Stability AI Unveils Compact, High-Efficiency Language Model: Stable LM 2 1.6B

2024-01-22

Stability AI has released Stable LM 2 1.6B, the first model in their new series of multilingual models. This model is compact, yet highly capable in various natural language tasks, making it an essential tool for developers.

The model was pretrained on a filtered dataset of 20 trillion word chunks from open-source large-scale datasets (supplemented with multilingual data from CulturaX) using 512 AWS A100 40GB GPUs (AWS P4d instances). It can smoothly handle English, Spanish, German, Italian, French, Portuguese, and Dutch. Stability AI states that the model architecture incorporates new algorithms in language modeling, striking a balance between speed and performance while allowing for faster training and iteration.

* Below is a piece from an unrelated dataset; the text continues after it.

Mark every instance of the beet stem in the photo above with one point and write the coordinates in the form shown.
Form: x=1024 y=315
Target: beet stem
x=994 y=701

In the field of small-scale language models, Stable LM 2 1.6B stands out. Benchmark test results demonstrate that it achieves state-of-the-art results for a model with less than 2 billion parameters. It outperforms models such as Microsoft's Phi-1.5 (1.3B), TinyLlama 1.1B, and Falcon 1B in most tasks on the Open LLM Leaderboard.

Thanks to its multilingual data, Stable LM 2 also exhibits higher accuracy on translation datasets from companies like ARC, HellaSwag, and TruthfulQA. Furthermore, its performance on MT Bench further showcases its capabilities, as it delivers competitive results comparable to larger models, if not better.

One of the most appealing aspects of Stable LM 2 1.6B is its compact size and speed. This means reduced hardware requirements for training and deployment. However, it is important to note that smaller models also have some drawbacks, such as increased hallucinations and decreased inference/other burst capabilities.

Stability AI has released both the base model and instruction-adjusted versions. The company also provides the last checkpoint before pretraining cooling and optimizer states. This transparency is a great advantage for developers who wish to fine-tune and experiment with the model. The company plans to publish a technical report that will provide more details on the data and training procedures.